As voice assistants become a normal part of our everyday lives, Qiraat Attar explores the trend and where its headed
You wake up, and it’s seven AM. Alexa tells you the time. She also reminds you of your meetings today and confirms the names of invitees on request, a scrum meeting with the team, a brainstorming session with your clients, or a scheduled video call with your college friends.
Alexa isn’t your roommate or your partner. It’s not a ‘she’. You have a stranger in your home, and they order you pizza and play sad music when you’re feeling blue. This is the life of 110 million users (in the USA alone) and counting, who rely on voice assistants to assist them daily.
Alexa represents the voice assistants of today, the most popular of the ‘voice sisters’, which also comprises Siri, Cortana, and Google Duplex. With the turn of the decade, they’ve grown in strength, speed, and capability. So, who is Alexa really, and how did ‘she’ go from an unknown to the voice in your house?
ALEXA, WHO ARE YOU?’
The cardinal rule of technology is slated for evolution, more convenience, and lesser manual intervention. Examples are everywhere – Phones gradually lost clunky buttons, cars advanced from gear stick drives to automatic, every device in existence has become sleeker, faster and has had a veritable ‘glow up’ compared to its ancestors. Voice assistance is no different.
You might expect the history to be brief, but you could not be more wrong. While voice assistants are recent, the functions that comprise them have been brewing quietly for a while. These are the ears and brains of the operation. After all, before Alexa could say a word, she had to learn to understand yours.
Voice assistants use speech recognition, natural language processing, and speech synthesis to take actions to help their users, not to mention machinations of AI, all of which evolved over their own journeys before they conflated together to form this conversational technology.
Voice recognition technology has been around since the 1960s, supplementing virtual assistance technology popularized in the 2010s. NLP originated from the idea of Machine Translation, coming into existence during the second world war. Speech synthesizers of the electrical variety have been around since 1939, debuting in New York’s World Fair by Homer Dudley under the moniker VODER (Voice Operating Demonstrator).
Just as the magic cave in ‘Alibaba and the forty thieves’ opened only on hearing a secret message, so does a voice assistant gets activated on hearing its decreed command. Let us explore through Apple’s disarming voice assistant. The words ‘Hey Siri!’ are the signal words, waking up the device. Let’s suppose you want to know the score of the football match between UAE and Qatar. The request is recorded, and it travels, thanks to the internet, to a database where it will be broken down into essentials. The massive database compares and correlates your statement with information present, recency, and other cues, formulating an appropriate response. This answer is conveyed back to you, and you have your score a short moment later.

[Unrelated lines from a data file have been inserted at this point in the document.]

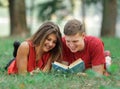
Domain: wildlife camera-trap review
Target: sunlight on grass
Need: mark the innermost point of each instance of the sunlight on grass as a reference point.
(54, 80)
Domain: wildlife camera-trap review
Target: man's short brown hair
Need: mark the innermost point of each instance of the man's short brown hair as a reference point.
(72, 27)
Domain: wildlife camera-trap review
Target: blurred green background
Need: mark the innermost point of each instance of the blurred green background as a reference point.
(23, 17)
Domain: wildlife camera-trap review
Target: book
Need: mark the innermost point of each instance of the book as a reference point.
(75, 67)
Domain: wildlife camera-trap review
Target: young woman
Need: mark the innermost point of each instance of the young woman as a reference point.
(38, 51)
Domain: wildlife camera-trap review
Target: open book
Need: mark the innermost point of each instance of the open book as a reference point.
(75, 67)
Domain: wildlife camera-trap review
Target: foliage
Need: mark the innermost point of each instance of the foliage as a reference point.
(55, 80)
(48, 8)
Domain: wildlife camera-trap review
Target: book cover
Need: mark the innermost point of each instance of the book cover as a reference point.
(75, 67)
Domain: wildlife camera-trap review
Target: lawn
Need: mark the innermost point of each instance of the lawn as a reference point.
(57, 80)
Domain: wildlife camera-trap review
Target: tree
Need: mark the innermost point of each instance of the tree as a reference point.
(17, 17)
(109, 18)
(48, 8)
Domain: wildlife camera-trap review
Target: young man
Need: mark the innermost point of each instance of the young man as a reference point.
(77, 45)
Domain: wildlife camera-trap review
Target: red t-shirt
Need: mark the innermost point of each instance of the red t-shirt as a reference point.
(32, 64)
(92, 55)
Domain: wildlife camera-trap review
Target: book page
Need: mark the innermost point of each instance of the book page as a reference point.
(61, 65)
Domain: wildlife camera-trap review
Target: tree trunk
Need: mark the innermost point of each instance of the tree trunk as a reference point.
(17, 18)
(109, 18)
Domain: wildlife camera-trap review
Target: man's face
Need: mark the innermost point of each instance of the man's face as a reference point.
(75, 42)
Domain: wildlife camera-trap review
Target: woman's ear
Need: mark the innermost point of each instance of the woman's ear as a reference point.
(83, 34)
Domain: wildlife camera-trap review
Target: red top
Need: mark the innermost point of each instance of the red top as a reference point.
(32, 64)
(92, 55)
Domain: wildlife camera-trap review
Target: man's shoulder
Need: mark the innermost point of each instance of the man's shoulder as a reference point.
(93, 39)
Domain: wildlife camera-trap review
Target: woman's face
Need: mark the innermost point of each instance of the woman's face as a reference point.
(50, 42)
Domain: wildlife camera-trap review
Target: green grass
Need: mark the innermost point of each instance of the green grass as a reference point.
(56, 80)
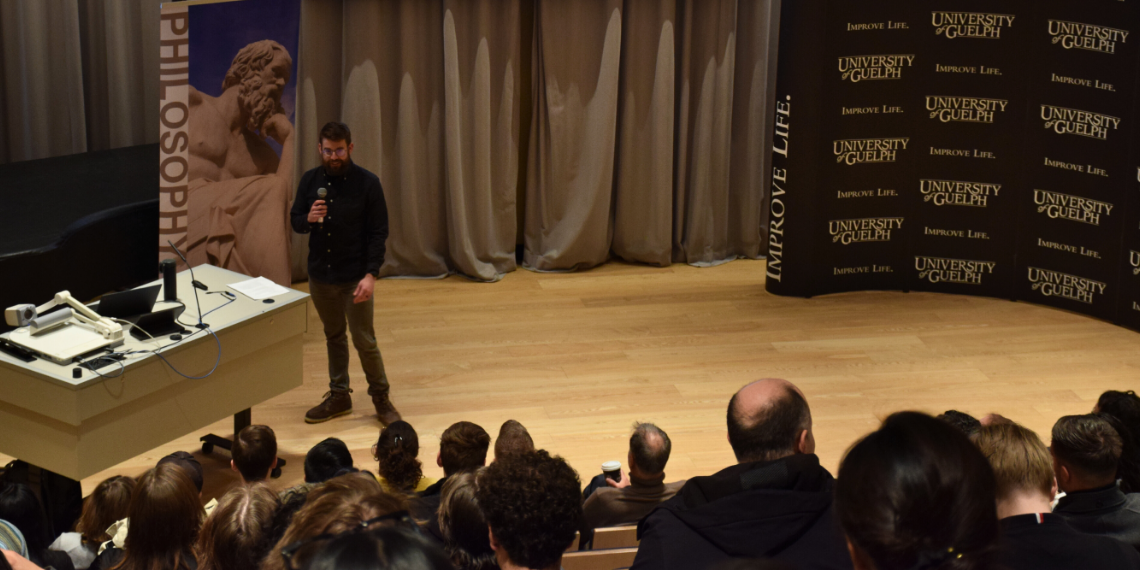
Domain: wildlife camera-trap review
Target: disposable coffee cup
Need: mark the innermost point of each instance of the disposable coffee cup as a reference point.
(612, 470)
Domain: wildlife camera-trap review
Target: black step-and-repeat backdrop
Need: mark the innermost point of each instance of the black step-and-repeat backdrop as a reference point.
(982, 147)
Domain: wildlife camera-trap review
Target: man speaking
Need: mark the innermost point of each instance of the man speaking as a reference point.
(342, 209)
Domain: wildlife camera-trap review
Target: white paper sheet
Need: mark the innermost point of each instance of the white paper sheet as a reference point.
(258, 288)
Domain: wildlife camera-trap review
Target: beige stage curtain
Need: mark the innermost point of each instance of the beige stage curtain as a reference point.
(76, 75)
(432, 91)
(638, 144)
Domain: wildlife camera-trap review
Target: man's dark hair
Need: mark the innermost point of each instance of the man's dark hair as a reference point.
(335, 131)
(650, 447)
(513, 439)
(382, 547)
(770, 433)
(254, 450)
(965, 422)
(1089, 446)
(463, 446)
(1122, 409)
(327, 459)
(190, 465)
(918, 494)
(532, 504)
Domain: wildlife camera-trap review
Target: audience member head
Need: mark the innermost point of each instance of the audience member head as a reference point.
(107, 503)
(396, 453)
(532, 504)
(381, 548)
(1123, 405)
(11, 539)
(770, 420)
(1022, 465)
(165, 516)
(513, 439)
(649, 450)
(19, 506)
(187, 463)
(917, 494)
(463, 523)
(254, 453)
(236, 534)
(339, 505)
(1086, 450)
(965, 422)
(1122, 410)
(327, 459)
(463, 446)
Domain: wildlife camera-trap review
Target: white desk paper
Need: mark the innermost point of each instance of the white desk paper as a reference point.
(258, 288)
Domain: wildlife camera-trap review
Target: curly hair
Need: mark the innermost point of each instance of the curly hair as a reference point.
(532, 504)
(165, 514)
(245, 73)
(334, 507)
(397, 450)
(106, 504)
(237, 532)
(463, 524)
(918, 494)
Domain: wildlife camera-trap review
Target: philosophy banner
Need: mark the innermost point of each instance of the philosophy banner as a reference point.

Well, doesn’t it get things wrong? All the time! But the beauty of AI-powered technology is that it learns from its mistakes, determined to make every misstep a learning. Every time you ask it to play a ‘Little Mix’ song, and it starts suggesting mixers instead, it’s logged as an erroneous response to a request. All these devices are gradually beefing up their intelligence through their mistakes, getting better and faster at providing instant answers to any question you might have.
ALEXA, PLAY ‘GIMME MORE’
Siri became the first voice assistant for a vast number of people, setting expectations and ideas about how voice assistants should operate ever since 2010. Soon after, Google rolled out the little ‘microphone’ icon in its Chrome browser, offering voice search years before they came up with Google Assistant. The ball got rolling as Nuance introduced ‘Nina’, Microsoft announced ‘Cortana’, and Amazon put a big bow on it with ‘Alexa’.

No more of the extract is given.